On mean decomposition for summarizing conditional distributions

TL;DR

This paper introduces a mean decomposition method for summarizing conditional distributions, providing a new way to analyze how covariates influence different parts of a variable's distribution in regression models.

Contribution

It develops a novel summary measure based on expected values over distribution subsets and derives its asymptotic properties within a regression framework.

Findings

The method effectively captures covariate effects across distribution segments.

Simulation shows the variance bound relates to grid and estimator precision.

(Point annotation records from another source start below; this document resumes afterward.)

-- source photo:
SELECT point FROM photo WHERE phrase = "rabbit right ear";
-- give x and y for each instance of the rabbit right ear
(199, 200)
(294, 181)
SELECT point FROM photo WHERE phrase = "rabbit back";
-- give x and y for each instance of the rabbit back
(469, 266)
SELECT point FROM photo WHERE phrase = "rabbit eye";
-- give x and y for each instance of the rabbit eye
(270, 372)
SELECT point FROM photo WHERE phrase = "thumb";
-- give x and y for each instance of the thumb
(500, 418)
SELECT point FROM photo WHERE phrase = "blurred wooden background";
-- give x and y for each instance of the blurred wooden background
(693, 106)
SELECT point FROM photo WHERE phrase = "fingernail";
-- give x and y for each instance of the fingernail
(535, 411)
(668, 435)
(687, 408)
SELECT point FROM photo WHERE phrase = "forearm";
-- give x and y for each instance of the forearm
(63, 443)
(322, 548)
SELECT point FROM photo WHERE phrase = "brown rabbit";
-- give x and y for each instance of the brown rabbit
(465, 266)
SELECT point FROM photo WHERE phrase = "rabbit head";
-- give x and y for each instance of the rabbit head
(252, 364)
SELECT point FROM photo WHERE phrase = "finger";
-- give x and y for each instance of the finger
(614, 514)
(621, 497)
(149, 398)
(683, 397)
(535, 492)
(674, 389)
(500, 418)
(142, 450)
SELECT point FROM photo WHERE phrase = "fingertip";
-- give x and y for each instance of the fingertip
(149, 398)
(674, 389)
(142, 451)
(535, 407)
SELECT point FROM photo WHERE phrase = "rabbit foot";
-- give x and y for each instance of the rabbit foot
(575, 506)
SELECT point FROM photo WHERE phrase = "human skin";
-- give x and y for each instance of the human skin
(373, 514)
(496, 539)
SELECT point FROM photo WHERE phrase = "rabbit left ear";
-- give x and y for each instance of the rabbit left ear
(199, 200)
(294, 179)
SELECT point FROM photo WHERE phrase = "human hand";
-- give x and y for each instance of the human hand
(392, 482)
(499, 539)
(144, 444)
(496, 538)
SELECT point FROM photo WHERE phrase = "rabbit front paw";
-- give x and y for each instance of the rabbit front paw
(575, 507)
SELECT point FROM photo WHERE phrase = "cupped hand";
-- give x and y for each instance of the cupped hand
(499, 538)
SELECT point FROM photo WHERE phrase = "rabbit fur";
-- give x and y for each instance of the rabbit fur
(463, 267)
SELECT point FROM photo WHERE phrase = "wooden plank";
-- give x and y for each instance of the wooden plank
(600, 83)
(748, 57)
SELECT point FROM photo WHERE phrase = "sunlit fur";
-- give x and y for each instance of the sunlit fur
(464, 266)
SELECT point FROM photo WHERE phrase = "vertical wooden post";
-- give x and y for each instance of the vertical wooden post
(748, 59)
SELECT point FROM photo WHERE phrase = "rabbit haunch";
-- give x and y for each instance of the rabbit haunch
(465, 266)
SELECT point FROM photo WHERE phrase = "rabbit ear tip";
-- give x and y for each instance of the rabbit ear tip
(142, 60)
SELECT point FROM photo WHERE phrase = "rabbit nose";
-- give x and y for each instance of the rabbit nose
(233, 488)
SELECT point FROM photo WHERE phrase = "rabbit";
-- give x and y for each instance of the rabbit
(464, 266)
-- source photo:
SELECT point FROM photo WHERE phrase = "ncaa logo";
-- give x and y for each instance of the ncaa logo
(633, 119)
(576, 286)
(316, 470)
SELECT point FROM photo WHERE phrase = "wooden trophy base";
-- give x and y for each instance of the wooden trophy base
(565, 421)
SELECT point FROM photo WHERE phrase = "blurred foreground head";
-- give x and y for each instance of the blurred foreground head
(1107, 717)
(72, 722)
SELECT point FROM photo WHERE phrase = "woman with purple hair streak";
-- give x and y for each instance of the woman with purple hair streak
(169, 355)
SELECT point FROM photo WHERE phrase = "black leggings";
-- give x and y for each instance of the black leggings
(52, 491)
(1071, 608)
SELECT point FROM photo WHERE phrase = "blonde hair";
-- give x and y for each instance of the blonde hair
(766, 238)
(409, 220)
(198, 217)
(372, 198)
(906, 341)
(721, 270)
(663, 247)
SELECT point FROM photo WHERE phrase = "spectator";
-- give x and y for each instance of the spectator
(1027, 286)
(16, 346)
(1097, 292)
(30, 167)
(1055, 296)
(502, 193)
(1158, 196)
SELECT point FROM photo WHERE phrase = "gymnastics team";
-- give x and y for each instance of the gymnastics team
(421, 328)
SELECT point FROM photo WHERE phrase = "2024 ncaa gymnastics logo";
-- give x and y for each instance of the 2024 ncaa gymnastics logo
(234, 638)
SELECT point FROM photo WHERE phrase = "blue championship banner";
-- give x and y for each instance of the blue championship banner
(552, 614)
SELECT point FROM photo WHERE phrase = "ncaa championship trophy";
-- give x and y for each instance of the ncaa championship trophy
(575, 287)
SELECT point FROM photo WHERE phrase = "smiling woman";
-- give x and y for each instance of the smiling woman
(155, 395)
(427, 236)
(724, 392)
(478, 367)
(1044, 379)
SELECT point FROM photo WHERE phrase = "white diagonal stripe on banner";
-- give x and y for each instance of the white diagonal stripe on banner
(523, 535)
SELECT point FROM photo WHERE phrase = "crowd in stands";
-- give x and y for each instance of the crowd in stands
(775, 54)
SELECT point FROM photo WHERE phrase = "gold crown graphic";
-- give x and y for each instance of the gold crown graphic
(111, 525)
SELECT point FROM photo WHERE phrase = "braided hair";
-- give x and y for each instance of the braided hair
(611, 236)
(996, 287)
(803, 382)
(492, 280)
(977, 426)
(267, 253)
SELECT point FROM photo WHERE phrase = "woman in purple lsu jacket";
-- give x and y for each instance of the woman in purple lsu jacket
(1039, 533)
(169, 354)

Applications demonstrate usefulness in resource allocation and intervention assessment.

Abstract

We propose a summary measure defined as the expected value of a random variable over disjoint subsets of its support that are specified by a given grid of proportions, and consider its use in a regression modeling framework. The obtained regression coefficients provide information about the effect of a set of given covariates on the variable's expectation in each specified subset. We derive asymptotic properties for a general estimation approach that are based on those of the chosen quantile function estimator for the underlying probability distribution. A bound on the variance of this general estimator is also provided, which relates its precision to the given grid of proportions and that of the quantile function estimator, as shown in a simulation example. We illustrate the use of our method and its advantages in two real data applications, where we show its potential for solving resource-allocation and intervention-evaluation problems.